Antimuscarinic agents are the primary pharmacologic therapies for overactive bladder, and their ranks continue to grow. The agents in this class-oxybutynin (Ditropan), tolterodine (Detrol), trospium (Sanctura), solifenacin (Vesicare), and darifenacin (Enablex)-are similar in efficacy and side effects, but not identical.

Antimuscarinic agents are the primary pharmacologic therapies for overactive bladder, and their ranks continue to grow. The agents in this class-oxybutynin (Ditropan), tolterodine (Detrol), trospium (Sanctura), solifenacin (Vesicare), and darifenacin (Enablex)-are similar in efficacy and side effects, but not identical.

"There are no huge differences in efficacy, though all of these drugs are dose dependent," said Victor Nitti, MD, of the New York University School of Medicine.

An eighth antimuscarinic, fesoterodine, is expected to receive FDA approval by early 2008, Dr.
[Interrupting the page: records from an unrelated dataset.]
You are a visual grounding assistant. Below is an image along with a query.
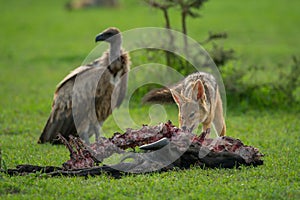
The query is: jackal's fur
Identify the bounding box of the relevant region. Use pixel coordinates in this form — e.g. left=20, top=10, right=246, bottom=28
left=143, top=72, right=226, bottom=136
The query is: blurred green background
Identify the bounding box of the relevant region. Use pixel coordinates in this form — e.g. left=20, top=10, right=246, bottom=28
left=0, top=1, right=299, bottom=199
left=1, top=0, right=300, bottom=112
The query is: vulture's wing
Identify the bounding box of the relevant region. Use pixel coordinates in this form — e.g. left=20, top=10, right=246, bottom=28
left=38, top=78, right=77, bottom=144
left=56, top=66, right=91, bottom=91
left=38, top=65, right=94, bottom=144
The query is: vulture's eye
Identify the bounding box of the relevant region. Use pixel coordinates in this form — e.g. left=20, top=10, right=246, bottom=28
left=106, top=32, right=114, bottom=37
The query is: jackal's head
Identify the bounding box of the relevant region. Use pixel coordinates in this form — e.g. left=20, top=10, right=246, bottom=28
left=170, top=80, right=209, bottom=132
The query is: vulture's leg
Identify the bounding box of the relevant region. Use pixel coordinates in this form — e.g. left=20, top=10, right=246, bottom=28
left=81, top=122, right=101, bottom=143
left=94, top=122, right=103, bottom=142
left=80, top=125, right=91, bottom=145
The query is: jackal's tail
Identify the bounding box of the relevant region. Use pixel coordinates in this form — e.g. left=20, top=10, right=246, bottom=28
left=142, top=87, right=175, bottom=104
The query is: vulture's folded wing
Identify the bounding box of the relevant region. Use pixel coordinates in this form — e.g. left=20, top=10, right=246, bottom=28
left=56, top=66, right=92, bottom=91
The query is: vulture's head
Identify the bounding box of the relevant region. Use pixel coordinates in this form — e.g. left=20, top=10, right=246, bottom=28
left=95, top=27, right=121, bottom=43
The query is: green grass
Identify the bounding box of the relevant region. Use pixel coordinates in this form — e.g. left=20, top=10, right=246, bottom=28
left=1, top=111, right=299, bottom=199
left=0, top=0, right=300, bottom=199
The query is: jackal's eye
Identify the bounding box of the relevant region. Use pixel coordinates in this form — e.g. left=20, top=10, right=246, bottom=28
left=189, top=112, right=195, bottom=118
Nitti said. It shares many similarities with other agents in the class.

"Observed differences in efficacy are based largely on patient expectations," he explained. "There is no one drug that shows superior efficacy in real-world patients."
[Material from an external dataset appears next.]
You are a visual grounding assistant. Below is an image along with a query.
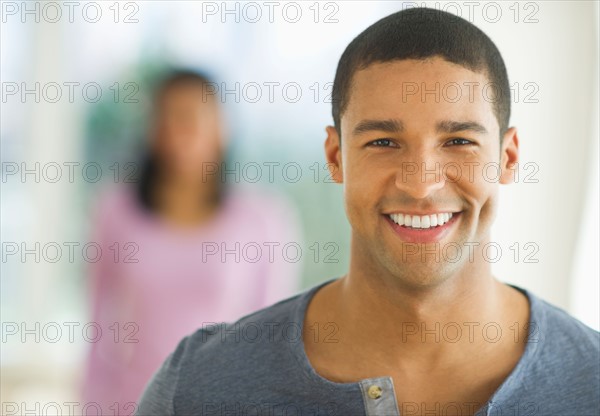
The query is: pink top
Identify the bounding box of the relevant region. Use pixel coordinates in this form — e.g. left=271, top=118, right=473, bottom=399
left=80, top=183, right=302, bottom=411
But similarity does not make these drugs identical or interchangeable, Dr. Nitti added. Patients with neurogenic detrusor overactivity (NDO) should probably begin therapy with oral oxybutynin, trospium, or tolterodine, all of which have proven efficacy in NDO.

Darifenacin offers dose titration, favorable central nervous system data in the elderly, and no effect on heart rate or QT interval, but it carries higher rates of constipation and dry mouth.
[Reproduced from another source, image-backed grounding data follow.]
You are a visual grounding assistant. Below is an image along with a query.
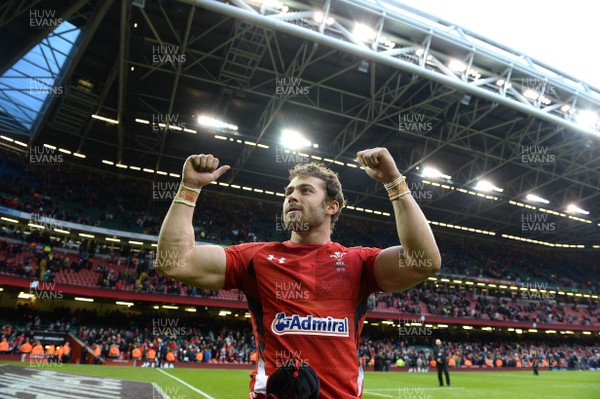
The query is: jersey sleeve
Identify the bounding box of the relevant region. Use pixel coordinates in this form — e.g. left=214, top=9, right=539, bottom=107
left=357, top=246, right=383, bottom=294
left=223, top=242, right=266, bottom=291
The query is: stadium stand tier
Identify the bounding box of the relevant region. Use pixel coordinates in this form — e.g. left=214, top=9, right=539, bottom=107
left=0, top=148, right=598, bottom=372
Oxybutynin ER offers the widest dose titration and is the only agent approved for high-dose administration. But it has been shown to have an effect on cognitive function in healthy elderly patients.

Oxybutynin TDS (Oxytrol), a transdermal patch, has the lowest incidence of antimuscarinic side effects, but is available in a single dose and causes adverse skin reactions in 10% to 20% of patients.

Tolterodine, the most-often prescribed antimuscarinic, has a long safety record, a favorable CNS profile, and data on use in male patients. But doses cannot be titrated, and the agent slightly increases QT interval at supertherapeutic doses.

Trospium is not metabolized in the liver and has fewer drug-drug interactions, is less likely to cross the blood-brain barrier, and shows a higher urine concentration. On the minus side, trospium does not allow dose titration, is dosed twice daily, and increases the heart rate slightly. A once-daily formulation has been submitted for review to the FDA.

Solifenacin allows for dose titration and has a lower incidence of dry mouth. It also shows a mild increase in QT interval at supertherapeutic doses.